The syntax for @include and @include_once will change, but will remain backwards compatible.
- The current syntax is @include "/path/to/file" (for absolute paths and paths relative to the source program) or @include <path/to/file> (for files under the compiler’s include paths).
- The new syntax will enable you to optionally specify whether the included file should be linked statically or dynamically. At the moment, there is a single global flag in the compiler which determines whether all included files are linked statically or dynamically. This is not ideal, as it means that you cannot mix static and dynamic linking in the same program. The new syntax will allow you to specify this on a per-file basis.
- The new syntax will also allow you, in the event that it’s a dynamic include, to optionally specify where exactly the compiled version of the included file will be found at runtime. At the moment, the compiler just assumes that the compiled version of the included file will be found in the same directory as the source file, with the same name, but with a .sh extension. This assumption will likely remain the default in the event that you do not specify anything. However, if you do specify a path, the compiler will use that path instead.
- The new syntax will be: @include [dynamic|static] {PATH} [as "PATH"]. For example, @include dynamic "includes/foo.bpp" as "/usr/local/lib/foo.sh". It’s important to note that @include "includes/foo.bpp" will still be valid syntax.
I’m considering dropping the requirement for member declarations and method definitions to specify scope. This would mean assuming some default scope (likely @public) in the event that none is specified.
I’m also very strongly considering a full rewrite of the lexer and parser. The current implementation is a bit of a mess, and I think it would be better to start from scratch. This may be necessary in order to patch a (relatively major) bug with supershells, in which supershells are evaluated even when not needed.
- Up to now, the lexer and parser have been written with the goal of parsing as little Bash as possible, focusing on Bash++-specific syntax. A very oversimplified description of this process is: “if I don’t understand it, and I don’t see any indication that I should understand it, then I’ll just assume it’s valid Bash and pass it through unchanged.”
- One major downside of this has been the introduction of the need for a lot of backtracking and lookahead in the parser, which slows things down.

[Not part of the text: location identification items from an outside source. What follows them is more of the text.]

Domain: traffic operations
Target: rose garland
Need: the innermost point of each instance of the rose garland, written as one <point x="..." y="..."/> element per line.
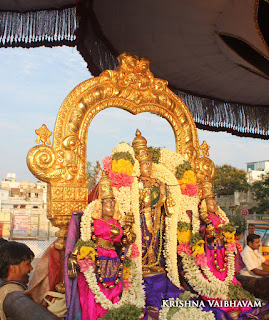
<point x="135" y="293"/>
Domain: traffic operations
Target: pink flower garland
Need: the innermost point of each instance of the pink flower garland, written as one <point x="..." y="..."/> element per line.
<point x="231" y="246"/>
<point x="107" y="164"/>
<point x="134" y="251"/>
<point x="184" y="247"/>
<point x="191" y="190"/>
<point x="200" y="260"/>
<point x="84" y="264"/>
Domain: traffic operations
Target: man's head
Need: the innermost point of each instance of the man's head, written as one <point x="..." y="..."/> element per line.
<point x="253" y="241"/>
<point x="251" y="228"/>
<point x="15" y="261"/>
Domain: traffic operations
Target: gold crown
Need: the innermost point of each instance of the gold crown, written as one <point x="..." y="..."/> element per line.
<point x="105" y="187"/>
<point x="140" y="147"/>
<point x="207" y="190"/>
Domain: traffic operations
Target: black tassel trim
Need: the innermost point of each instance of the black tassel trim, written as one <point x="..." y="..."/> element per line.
<point x="37" y="28"/>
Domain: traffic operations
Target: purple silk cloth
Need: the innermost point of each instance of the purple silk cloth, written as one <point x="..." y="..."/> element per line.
<point x="159" y="287"/>
<point x="71" y="286"/>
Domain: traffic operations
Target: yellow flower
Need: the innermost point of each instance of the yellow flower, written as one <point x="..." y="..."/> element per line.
<point x="182" y="184"/>
<point x="229" y="236"/>
<point x="183" y="236"/>
<point x="189" y="177"/>
<point x="86" y="252"/>
<point x="126" y="272"/>
<point x="198" y="248"/>
<point x="122" y="165"/>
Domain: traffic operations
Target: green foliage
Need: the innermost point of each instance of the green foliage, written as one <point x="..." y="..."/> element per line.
<point x="228" y="179"/>
<point x="127" y="312"/>
<point x="123" y="155"/>
<point x="238" y="221"/>
<point x="155" y="154"/>
<point x="180" y="170"/>
<point x="236" y="292"/>
<point x="183" y="226"/>
<point x="260" y="191"/>
<point x="195" y="238"/>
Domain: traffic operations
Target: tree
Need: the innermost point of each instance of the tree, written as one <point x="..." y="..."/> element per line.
<point x="229" y="179"/>
<point x="260" y="191"/>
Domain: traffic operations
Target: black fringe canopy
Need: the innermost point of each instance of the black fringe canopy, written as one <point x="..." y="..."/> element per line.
<point x="199" y="47"/>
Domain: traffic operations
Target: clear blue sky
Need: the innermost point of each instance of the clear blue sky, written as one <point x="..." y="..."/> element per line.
<point x="34" y="83"/>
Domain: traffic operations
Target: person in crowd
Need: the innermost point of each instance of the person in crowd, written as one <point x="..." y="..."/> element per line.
<point x="237" y="238"/>
<point x="250" y="230"/>
<point x="2" y="241"/>
<point x="253" y="259"/>
<point x="15" y="267"/>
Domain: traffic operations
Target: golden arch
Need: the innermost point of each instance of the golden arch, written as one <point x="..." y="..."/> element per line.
<point x="131" y="87"/>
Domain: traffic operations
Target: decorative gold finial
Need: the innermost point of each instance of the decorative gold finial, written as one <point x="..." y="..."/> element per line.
<point x="105" y="188"/>
<point x="204" y="149"/>
<point x="207" y="190"/>
<point x="140" y="147"/>
<point x="43" y="134"/>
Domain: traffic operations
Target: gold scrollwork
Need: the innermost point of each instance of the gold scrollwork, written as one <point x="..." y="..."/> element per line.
<point x="132" y="87"/>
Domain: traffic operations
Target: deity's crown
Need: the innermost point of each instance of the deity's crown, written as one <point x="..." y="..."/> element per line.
<point x="207" y="190"/>
<point x="140" y="147"/>
<point x="105" y="187"/>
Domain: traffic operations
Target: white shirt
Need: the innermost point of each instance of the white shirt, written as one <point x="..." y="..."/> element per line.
<point x="253" y="260"/>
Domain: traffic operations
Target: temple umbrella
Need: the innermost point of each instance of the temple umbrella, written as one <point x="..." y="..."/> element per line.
<point x="214" y="54"/>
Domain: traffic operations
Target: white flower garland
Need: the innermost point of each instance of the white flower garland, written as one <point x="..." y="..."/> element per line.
<point x="135" y="293"/>
<point x="189" y="313"/>
<point x="211" y="287"/>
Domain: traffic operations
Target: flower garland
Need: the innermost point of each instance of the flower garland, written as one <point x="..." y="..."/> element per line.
<point x="135" y="293"/>
<point x="211" y="287"/>
<point x="170" y="159"/>
<point x="190" y="313"/>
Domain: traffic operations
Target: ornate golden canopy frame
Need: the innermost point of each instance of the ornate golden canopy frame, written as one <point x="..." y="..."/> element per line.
<point x="131" y="87"/>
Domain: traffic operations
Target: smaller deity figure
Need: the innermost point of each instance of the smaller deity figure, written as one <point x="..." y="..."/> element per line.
<point x="214" y="232"/>
<point x="152" y="197"/>
<point x="105" y="252"/>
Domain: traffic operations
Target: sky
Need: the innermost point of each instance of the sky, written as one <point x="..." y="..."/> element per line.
<point x="33" y="84"/>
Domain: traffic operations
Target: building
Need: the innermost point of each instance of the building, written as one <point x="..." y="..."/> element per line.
<point x="256" y="170"/>
<point x="23" y="209"/>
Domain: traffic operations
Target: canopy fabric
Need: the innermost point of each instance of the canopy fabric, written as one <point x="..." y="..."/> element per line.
<point x="214" y="54"/>
<point x="30" y="23"/>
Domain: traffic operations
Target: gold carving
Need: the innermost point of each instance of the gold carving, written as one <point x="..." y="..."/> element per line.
<point x="132" y="87"/>
<point x="204" y="148"/>
<point x="43" y="134"/>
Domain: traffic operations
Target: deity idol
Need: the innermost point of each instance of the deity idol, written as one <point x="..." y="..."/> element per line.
<point x="100" y="253"/>
<point x="151" y="199"/>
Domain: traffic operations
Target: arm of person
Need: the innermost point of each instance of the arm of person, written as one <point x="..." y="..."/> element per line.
<point x="266" y="262"/>
<point x="259" y="272"/>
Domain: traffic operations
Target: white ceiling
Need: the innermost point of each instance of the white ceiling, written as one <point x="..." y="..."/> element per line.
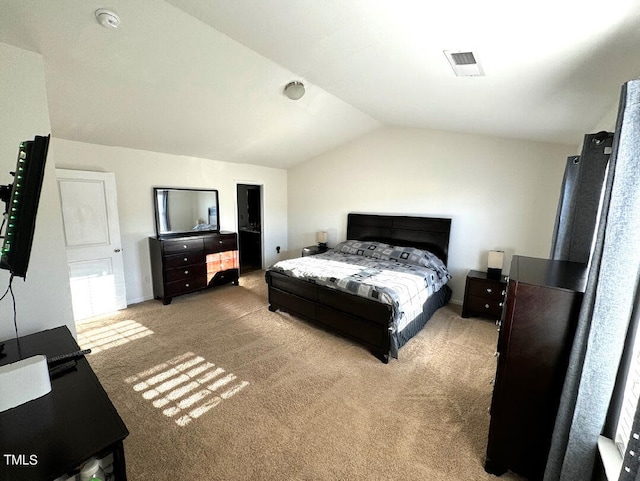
<point x="204" y="78"/>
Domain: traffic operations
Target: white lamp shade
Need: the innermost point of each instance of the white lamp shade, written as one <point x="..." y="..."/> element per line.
<point x="496" y="259"/>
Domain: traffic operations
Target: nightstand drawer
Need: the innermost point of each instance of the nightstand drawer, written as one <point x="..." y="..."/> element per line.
<point x="483" y="306"/>
<point x="486" y="288"/>
<point x="483" y="296"/>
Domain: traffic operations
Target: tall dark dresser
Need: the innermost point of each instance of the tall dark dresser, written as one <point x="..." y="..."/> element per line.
<point x="534" y="342"/>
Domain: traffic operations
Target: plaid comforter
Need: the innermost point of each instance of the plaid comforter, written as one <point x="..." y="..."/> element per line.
<point x="404" y="286"/>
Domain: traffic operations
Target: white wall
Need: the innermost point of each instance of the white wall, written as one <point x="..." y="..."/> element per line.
<point x="500" y="193"/>
<point x="138" y="171"/>
<point x="43" y="299"/>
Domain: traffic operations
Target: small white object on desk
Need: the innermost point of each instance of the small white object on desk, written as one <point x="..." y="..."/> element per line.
<point x="23" y="381"/>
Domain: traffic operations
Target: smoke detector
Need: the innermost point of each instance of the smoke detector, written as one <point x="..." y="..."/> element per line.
<point x="294" y="90"/>
<point x="107" y="18"/>
<point x="464" y="63"/>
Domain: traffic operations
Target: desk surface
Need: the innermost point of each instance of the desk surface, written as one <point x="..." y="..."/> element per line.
<point x="59" y="431"/>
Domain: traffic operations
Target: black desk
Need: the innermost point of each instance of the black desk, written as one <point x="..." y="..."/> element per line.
<point x="64" y="428"/>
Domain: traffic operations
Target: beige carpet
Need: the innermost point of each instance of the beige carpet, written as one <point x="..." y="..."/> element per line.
<point x="216" y="387"/>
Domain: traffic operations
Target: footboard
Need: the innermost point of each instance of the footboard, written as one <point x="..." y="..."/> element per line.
<point x="365" y="321"/>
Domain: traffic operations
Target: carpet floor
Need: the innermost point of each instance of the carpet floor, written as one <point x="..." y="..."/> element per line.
<point x="214" y="386"/>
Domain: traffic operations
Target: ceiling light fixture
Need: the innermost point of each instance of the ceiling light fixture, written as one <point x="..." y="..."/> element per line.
<point x="294" y="90"/>
<point x="107" y="18"/>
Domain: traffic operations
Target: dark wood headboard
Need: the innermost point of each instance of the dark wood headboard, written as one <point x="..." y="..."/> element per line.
<point x="429" y="233"/>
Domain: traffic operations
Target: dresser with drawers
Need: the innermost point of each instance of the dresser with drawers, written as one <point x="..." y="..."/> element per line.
<point x="181" y="265"/>
<point x="534" y="342"/>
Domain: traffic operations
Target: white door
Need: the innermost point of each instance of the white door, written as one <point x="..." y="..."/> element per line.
<point x="92" y="237"/>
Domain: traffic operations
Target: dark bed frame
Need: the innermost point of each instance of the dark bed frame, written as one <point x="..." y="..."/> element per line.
<point x="363" y="320"/>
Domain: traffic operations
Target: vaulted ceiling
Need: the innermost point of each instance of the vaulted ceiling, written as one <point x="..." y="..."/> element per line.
<point x="204" y="78"/>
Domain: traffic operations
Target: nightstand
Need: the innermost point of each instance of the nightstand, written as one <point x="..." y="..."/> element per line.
<point x="483" y="297"/>
<point x="313" y="250"/>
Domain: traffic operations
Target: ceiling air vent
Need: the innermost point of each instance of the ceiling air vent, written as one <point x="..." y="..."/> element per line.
<point x="464" y="64"/>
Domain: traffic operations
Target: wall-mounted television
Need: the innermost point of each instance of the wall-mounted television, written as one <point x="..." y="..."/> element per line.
<point x="185" y="211"/>
<point x="21" y="200"/>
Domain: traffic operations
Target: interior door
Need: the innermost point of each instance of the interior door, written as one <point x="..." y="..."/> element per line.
<point x="92" y="236"/>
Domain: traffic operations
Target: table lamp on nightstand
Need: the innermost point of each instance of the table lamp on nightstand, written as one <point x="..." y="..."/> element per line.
<point x="494" y="264"/>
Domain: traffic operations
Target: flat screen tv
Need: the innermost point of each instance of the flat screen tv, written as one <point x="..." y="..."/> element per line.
<point x="21" y="200"/>
<point x="185" y="211"/>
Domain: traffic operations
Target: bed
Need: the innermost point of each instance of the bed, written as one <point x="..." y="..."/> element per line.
<point x="376" y="320"/>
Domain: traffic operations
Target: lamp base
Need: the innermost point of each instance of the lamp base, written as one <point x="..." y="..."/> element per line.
<point x="494" y="273"/>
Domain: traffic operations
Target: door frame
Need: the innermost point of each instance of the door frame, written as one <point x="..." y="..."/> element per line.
<point x="261" y="185"/>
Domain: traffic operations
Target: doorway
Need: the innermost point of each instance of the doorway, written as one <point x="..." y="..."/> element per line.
<point x="249" y="199"/>
<point x="92" y="240"/>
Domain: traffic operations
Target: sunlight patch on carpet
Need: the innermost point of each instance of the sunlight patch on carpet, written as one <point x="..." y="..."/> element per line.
<point x="186" y="386"/>
<point x="105" y="337"/>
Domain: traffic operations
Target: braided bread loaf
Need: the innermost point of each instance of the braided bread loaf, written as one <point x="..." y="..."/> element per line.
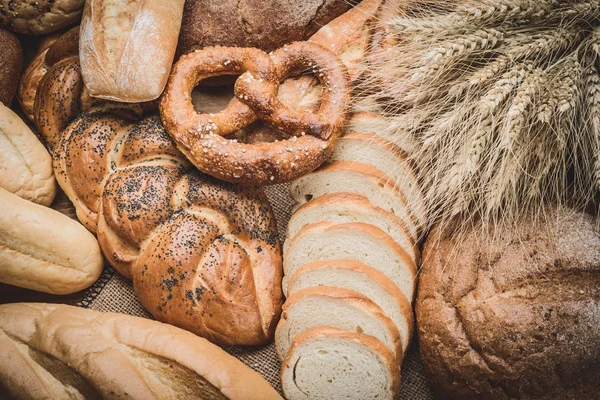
<point x="203" y="255"/>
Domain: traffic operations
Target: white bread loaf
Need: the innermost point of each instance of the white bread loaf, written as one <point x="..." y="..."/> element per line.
<point x="44" y="250"/>
<point x="358" y="178"/>
<point x="365" y="243"/>
<point x="368" y="148"/>
<point x="345" y="207"/>
<point x="336" y="308"/>
<point x="361" y="278"/>
<point x="25" y="165"/>
<point x="61" y="352"/>
<point x="326" y="363"/>
<point x="126" y="48"/>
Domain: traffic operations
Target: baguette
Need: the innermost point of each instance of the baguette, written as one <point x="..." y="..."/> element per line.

- Another (bigger) problem with it is this: because supershells are so foreign to Bash, implementing them in a way that guarantees that they’ll always work in exact compliance with the spec requires some logical analysis of the code that uses them. For example, how can we guarantee that the supershell in command1 || command2 "@(supershell as an argument)" will only be evaluated if command1 returns false, unless the parser understands the syntax of a Bash command? The answer is that we can’t. Skipping parsing Bash was a great way to get started, but we’re coming up against the limits of this approach.
- Such a rewrite would likely also result in a massive performance improvement, but it’s also guaranteed to be a ton of work, so I’ve been putting it off for a while.